Chancellor Green was the setting for a roundtable meeting on innovation and competitiveness in which national leaders in the science and technology community started a dialogue about how best to maintain the country's leadership in basic research and innovation.

In addition to Augustine, other business leaders attending were: Craig Barrett, chairman of the board of the Intel Corp.; and Peter Kim, president of Merck Research Laboratories.

Joining Tilghman were other educational leaders who included: Robert Berdahl, president of the Association of American Universities; John Holdren, director of the Program on Science, Technology and Public Policy at Harvard University; Shirley Jackson, president of Rensselaer Polytechnic Institute; Princeton President Emeritus Harold T. Shapiro and Charles Vest, president of the National Academy of Engineering.
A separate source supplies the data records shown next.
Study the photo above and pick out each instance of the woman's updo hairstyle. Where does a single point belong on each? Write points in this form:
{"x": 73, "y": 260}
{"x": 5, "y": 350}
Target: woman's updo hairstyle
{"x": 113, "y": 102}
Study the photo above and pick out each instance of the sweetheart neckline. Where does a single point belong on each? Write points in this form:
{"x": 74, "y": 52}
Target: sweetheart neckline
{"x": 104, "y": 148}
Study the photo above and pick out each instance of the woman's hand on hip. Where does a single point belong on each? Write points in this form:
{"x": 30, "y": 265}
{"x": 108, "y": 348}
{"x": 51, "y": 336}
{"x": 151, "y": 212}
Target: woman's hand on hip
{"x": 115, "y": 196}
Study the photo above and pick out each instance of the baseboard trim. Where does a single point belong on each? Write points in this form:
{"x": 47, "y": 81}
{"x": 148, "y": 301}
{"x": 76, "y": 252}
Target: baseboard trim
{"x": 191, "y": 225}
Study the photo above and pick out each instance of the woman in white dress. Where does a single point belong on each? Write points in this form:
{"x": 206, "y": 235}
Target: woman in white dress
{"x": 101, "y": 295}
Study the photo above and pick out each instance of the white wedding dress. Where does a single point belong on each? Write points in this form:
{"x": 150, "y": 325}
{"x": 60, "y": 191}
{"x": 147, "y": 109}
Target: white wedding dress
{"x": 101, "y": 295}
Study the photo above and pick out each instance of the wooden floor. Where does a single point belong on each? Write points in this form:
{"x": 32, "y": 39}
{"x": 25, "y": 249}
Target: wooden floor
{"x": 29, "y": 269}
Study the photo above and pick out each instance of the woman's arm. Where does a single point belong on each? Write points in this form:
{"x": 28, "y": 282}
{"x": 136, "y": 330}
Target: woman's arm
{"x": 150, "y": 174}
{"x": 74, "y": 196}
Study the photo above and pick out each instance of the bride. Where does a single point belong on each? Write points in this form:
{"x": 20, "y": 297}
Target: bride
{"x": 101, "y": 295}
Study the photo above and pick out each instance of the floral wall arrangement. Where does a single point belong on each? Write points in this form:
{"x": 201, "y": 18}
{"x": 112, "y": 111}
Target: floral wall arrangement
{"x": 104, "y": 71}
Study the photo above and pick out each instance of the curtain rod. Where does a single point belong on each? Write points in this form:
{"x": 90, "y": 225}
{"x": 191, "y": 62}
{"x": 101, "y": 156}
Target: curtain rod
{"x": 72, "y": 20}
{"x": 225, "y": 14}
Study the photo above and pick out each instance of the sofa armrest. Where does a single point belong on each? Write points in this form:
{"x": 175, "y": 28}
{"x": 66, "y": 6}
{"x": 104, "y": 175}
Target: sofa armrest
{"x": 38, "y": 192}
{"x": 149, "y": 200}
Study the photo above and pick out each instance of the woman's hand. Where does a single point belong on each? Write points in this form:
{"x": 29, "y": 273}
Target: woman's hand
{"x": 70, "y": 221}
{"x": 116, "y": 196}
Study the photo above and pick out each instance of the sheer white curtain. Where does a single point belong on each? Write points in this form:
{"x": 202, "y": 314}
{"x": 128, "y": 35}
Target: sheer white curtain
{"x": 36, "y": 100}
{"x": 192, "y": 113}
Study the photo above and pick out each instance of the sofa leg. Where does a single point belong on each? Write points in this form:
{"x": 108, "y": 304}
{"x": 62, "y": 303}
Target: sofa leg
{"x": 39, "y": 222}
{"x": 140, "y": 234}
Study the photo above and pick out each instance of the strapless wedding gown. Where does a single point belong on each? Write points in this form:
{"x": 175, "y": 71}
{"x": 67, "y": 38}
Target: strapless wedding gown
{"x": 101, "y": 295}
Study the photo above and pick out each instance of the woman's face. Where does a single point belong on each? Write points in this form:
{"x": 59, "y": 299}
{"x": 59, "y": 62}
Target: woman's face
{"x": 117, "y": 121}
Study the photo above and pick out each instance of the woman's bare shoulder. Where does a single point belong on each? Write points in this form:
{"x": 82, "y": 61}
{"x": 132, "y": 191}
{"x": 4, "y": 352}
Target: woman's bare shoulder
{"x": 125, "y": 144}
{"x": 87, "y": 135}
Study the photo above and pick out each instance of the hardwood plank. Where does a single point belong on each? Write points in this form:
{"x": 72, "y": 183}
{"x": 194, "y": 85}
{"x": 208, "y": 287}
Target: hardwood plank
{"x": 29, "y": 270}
Leading scientists, in addition to Oppenheimer, included: Bruce Bursten, president of the American Chemical Society; Francis Collins, former director of the National Human Genome Research Institute; Phillip Griffiths, a member of the School of Mathematics at the Institute for Advanced Study; Thomas Mason, director of the Oak Ridge National Laboratory; Jeremiah Ostriker, professor of astrophysical sciences at Princeton and director of the Princeton Institute for Computational Science and Engineering; and Maria Zuber, head of the Department of Earth, Atmospheric and Planetary Sciences at the Massachusetts Institute of Technology.

Others representing the House of Representatives, besides Holt and Pelosi, were: Bart Gordon, chair of the U.S. House Committee on Science and Technology; John Larson, chair of the U.S. House Democratic Caucus; Edward Markey, chair of the U.S. House Select Committee on Energy Independence and Global Warming; and George Miller, chair of the U.S. House Committee on Education and Labor.